For an example of a personal reason, my youngest uncle had been captured by the Japanese on Wake, so my younger father immediately enlisted in the army airforce thinking his contribution would help end the war sooner and bring home his closest brother. But he also knew about the Jewish concentration camps, and he knew that if we didn't stop Hitler, he would enslave the whole human race, aside from a few brainwashed or greedy Germans. This kind of fear awakened both patriotism and a will to action that placed their own lives at a lower value than that of the republic.
My family arrived here in 1655, and our British-born forebear was a military man. I think that story has repeated itself throughout American history: the men who built this country bore sons who knew when to answer the call of liberty. What about me? I'm not as brave, I haven't given anything. But I'm fiercely proud of my family, and even more grateful for the troops who engaged in amphibious assaults like D-day and the island-hopping war in the Pacific.

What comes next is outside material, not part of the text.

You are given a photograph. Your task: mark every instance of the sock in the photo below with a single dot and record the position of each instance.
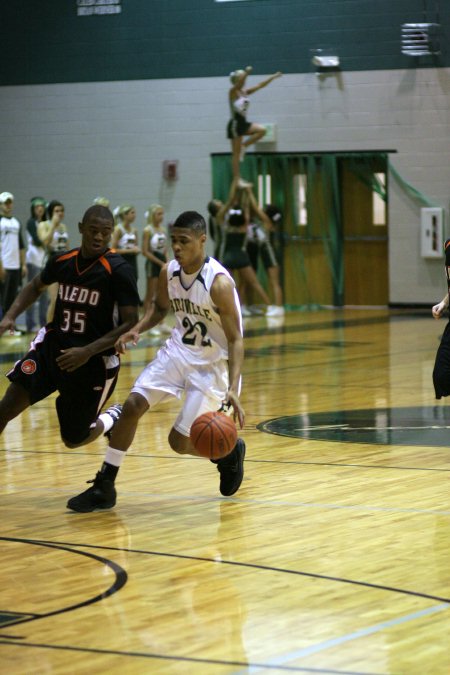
(106, 420)
(111, 464)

What are your sources? Your comments about Russian troops killing their political officers is very telling. While Stalin was purging his officers via death and lining up machine guns to kill those foot soldiers who retreated at the front, a front which represented the edge of safety for the Russian fatherland, Americans were put on boats and planes to go and hunt the enemy.
In other words, we had our propaganda, we had our ideology, and we took it to heart. This is what Americans do. When we decide to fight, there is no turning back. We will cross mountains, oceans, and fire to fight the enemy on his turf, against his emplacements, against his ideologies. And we will not need machine guns behind us. Never. That will be the end of the Republic.
Sure, many Americans were just there because they were told to go. But remember, Americans are not very likely to do anything they don't understand or don't agree is useful. That's the way we are.